At Participate Learning, our highly qualified ambassador teachers travel from around the world to participate in meaningful cultural exchange in classrooms in the United States. These educators expand young minds and open the world to students by giving them authentic exposure to the world beyond their classroom walls and local communities. This work is at the heart of our mission to unite our world through global learning as our ambassador teachers guide students as they become empathetic, curious, and culturally competent global leaders.
Without a doubt, our ambassador teachers have a positive and lasting impact on their students and schools in the United States, but they also take with them from this experience a unique skill set, lifelong connections, and a story worth sharing. Read on to learn more about the story of Hélène and Gaëtan, French educators who started teaching with Participate Learning in the late 1990s and have yet to look back.
Ready for adventure
In 1998, Hélène and Gaëtan saw an ad in the hallway at their university in France that was advertising for cultural exchange teaching positions in South Carolina. They went to an informational meeting and were excited about the prospect of gaining experience teaching and with the English language, so they applied for yearlong placement at a school and were soon accepted. Knowing very little about the United States and having no expectations, they packed up their belongings and headed out, ready for an adventure.
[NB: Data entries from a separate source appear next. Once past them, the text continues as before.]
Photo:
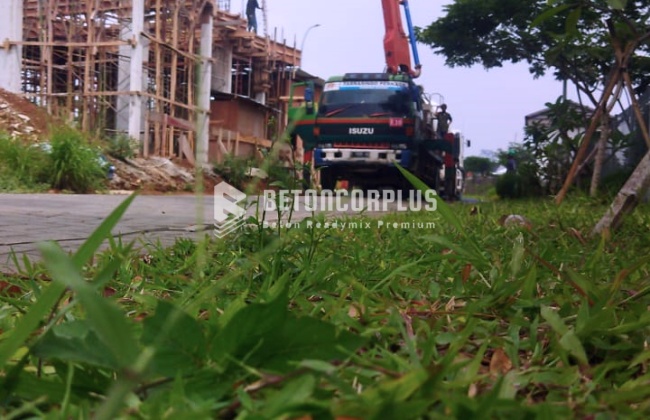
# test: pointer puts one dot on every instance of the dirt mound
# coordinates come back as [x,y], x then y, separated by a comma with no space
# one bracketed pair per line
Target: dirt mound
[21,118]
[157,175]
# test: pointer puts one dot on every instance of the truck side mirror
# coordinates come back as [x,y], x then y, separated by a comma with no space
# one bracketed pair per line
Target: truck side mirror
[309,100]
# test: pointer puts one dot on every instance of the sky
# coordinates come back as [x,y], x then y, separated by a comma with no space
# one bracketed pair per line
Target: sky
[487,106]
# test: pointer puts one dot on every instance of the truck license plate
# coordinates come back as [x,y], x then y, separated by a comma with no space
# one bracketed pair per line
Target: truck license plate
[360,154]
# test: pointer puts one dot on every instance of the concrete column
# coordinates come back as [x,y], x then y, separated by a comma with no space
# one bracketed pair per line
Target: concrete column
[203,85]
[137,58]
[11,29]
[222,68]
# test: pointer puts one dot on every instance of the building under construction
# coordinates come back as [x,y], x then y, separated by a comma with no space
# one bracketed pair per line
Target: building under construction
[185,77]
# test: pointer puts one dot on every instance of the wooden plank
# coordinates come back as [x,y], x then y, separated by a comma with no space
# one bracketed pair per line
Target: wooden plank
[627,199]
[186,149]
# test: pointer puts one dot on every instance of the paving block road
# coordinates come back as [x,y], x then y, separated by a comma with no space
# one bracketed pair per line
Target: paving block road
[28,219]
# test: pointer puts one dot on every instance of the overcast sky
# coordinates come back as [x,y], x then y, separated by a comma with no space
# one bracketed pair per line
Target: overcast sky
[487,106]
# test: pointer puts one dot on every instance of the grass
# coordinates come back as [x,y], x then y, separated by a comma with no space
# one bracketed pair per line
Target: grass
[67,163]
[469,319]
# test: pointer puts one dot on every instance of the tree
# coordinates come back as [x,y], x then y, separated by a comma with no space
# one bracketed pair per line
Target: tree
[479,165]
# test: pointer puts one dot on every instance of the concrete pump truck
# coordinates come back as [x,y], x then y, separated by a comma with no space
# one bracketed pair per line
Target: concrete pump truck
[365,122]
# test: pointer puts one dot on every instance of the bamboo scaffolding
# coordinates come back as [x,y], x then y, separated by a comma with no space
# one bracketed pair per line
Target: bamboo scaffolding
[74,55]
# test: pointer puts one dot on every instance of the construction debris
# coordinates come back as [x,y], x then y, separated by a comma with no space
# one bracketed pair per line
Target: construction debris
[158,175]
[21,119]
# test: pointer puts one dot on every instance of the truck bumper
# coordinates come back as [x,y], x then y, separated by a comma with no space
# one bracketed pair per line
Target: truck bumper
[361,157]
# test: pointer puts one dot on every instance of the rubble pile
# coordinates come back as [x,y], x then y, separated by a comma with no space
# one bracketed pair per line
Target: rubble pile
[156,175]
[29,123]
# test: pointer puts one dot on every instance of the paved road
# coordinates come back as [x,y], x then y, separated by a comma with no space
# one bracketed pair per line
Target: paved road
[27,219]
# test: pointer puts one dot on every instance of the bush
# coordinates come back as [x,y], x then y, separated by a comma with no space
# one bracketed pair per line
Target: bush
[122,147]
[518,185]
[611,184]
[234,170]
[21,167]
[74,165]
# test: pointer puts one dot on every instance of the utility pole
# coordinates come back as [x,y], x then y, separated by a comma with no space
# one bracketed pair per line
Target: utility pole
[11,32]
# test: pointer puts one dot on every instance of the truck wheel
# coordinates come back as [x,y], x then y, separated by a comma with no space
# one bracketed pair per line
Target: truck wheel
[327,179]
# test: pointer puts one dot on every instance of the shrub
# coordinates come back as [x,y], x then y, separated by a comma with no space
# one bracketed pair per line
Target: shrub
[122,147]
[21,166]
[509,186]
[234,170]
[612,183]
[73,164]
[518,185]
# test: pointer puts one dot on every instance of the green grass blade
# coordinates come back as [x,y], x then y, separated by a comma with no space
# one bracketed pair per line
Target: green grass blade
[103,231]
[108,321]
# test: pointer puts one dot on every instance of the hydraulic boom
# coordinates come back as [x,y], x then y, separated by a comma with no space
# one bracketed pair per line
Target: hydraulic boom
[396,42]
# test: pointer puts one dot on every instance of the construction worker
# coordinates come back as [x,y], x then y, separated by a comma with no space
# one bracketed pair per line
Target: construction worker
[251,7]
[444,119]
[511,164]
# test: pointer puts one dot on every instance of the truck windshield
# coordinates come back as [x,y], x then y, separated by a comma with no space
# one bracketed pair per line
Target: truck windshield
[368,101]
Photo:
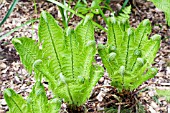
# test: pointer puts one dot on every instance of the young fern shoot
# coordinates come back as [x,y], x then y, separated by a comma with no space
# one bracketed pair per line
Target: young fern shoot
[36,102]
[129,53]
[65,60]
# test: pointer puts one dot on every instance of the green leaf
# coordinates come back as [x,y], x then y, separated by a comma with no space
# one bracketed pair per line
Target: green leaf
[29,53]
[36,102]
[65,59]
[163,5]
[128,54]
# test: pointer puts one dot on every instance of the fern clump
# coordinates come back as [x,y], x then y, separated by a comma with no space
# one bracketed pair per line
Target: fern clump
[65,58]
[129,53]
[163,5]
[37,102]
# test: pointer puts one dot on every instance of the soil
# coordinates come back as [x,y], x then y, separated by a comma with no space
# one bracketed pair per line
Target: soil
[13,75]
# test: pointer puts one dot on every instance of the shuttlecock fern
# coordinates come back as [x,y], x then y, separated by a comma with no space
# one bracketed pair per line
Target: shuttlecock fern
[129,53]
[36,102]
[163,5]
[65,59]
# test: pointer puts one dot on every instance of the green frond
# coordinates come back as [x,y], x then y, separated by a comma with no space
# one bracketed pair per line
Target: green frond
[66,59]
[129,53]
[36,102]
[29,52]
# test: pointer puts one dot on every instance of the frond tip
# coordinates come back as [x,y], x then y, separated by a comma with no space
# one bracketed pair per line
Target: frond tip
[128,54]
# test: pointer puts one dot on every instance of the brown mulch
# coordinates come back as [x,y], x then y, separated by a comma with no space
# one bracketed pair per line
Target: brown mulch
[13,74]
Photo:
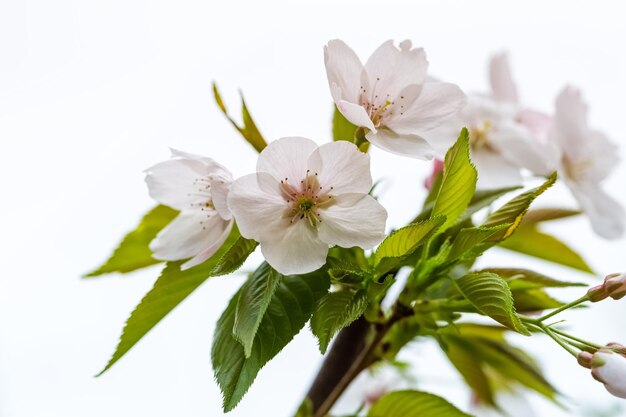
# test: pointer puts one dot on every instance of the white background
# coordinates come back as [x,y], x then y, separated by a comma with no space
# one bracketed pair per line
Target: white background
[91,93]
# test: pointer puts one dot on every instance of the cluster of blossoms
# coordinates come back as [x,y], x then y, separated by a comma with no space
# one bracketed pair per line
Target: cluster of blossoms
[304,198]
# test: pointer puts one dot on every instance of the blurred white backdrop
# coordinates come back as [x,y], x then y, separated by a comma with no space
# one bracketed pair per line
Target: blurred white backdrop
[91,93]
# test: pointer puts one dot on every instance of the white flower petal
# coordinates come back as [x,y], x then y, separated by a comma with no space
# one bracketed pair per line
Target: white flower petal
[360,223]
[501,80]
[295,250]
[436,102]
[391,69]
[190,233]
[605,213]
[355,114]
[406,145]
[286,158]
[172,183]
[210,251]
[494,171]
[258,206]
[341,165]
[343,68]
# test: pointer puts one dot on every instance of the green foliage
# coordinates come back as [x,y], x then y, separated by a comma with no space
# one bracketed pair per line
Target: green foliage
[457,184]
[334,312]
[254,298]
[531,241]
[513,211]
[491,296]
[413,404]
[342,128]
[288,311]
[403,242]
[134,252]
[248,130]
[488,363]
[172,287]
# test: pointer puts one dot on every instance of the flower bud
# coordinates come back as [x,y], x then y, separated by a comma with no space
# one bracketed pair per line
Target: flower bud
[610,369]
[614,286]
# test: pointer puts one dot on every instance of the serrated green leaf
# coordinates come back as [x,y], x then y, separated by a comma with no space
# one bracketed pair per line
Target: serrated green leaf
[288,311]
[531,241]
[170,289]
[248,130]
[334,312]
[491,296]
[342,128]
[254,298]
[413,404]
[513,212]
[403,242]
[134,252]
[458,182]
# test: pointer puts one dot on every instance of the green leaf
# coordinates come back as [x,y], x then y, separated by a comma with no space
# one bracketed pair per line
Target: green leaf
[403,242]
[491,296]
[513,211]
[134,252]
[413,404]
[254,298]
[249,131]
[288,311]
[458,183]
[172,287]
[334,312]
[530,241]
[342,128]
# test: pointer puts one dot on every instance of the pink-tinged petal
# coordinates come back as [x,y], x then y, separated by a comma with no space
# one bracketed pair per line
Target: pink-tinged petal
[174,184]
[342,166]
[355,114]
[296,249]
[570,119]
[190,233]
[501,80]
[406,145]
[494,171]
[219,195]
[258,206]
[436,102]
[391,69]
[605,214]
[353,223]
[286,158]
[343,68]
[210,251]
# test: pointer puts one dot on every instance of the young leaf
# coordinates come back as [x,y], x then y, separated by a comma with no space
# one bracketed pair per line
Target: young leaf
[342,128]
[513,211]
[334,312]
[134,252]
[413,404]
[458,182]
[288,311]
[491,296]
[530,241]
[249,131]
[254,298]
[172,287]
[403,242]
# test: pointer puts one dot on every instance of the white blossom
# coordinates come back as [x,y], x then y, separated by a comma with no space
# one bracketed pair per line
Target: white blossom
[198,188]
[390,96]
[303,199]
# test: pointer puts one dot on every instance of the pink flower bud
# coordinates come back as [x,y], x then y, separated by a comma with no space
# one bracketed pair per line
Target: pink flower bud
[437,168]
[610,369]
[614,286]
When they first arrived in the States, they had a week-long orientation alongside other ambassador teachers from countries around the globe such as Panama, Chile, Canada, Mexico, Venezuela, and Spain. They were thrilled to be surrounded by like-minded people who were going to teach while sharing their languages and cultures, and they looked forward to arriving in their school district in rural South Carolina.
Their time teaching in South Carolina was an extremely formative experience for them both as they learned to work in an unfamiliar district and school system, developed professionally, made connections with supportive colleagues, embraced change and new perspectives, and offered authentic cultural and linguistic exposure to their students. They loved every minute of this experience and extended their stay for a full three years under the J-1 visa.*
*Currently, teachers can apply for an extension for a fourth and fifth year of participation.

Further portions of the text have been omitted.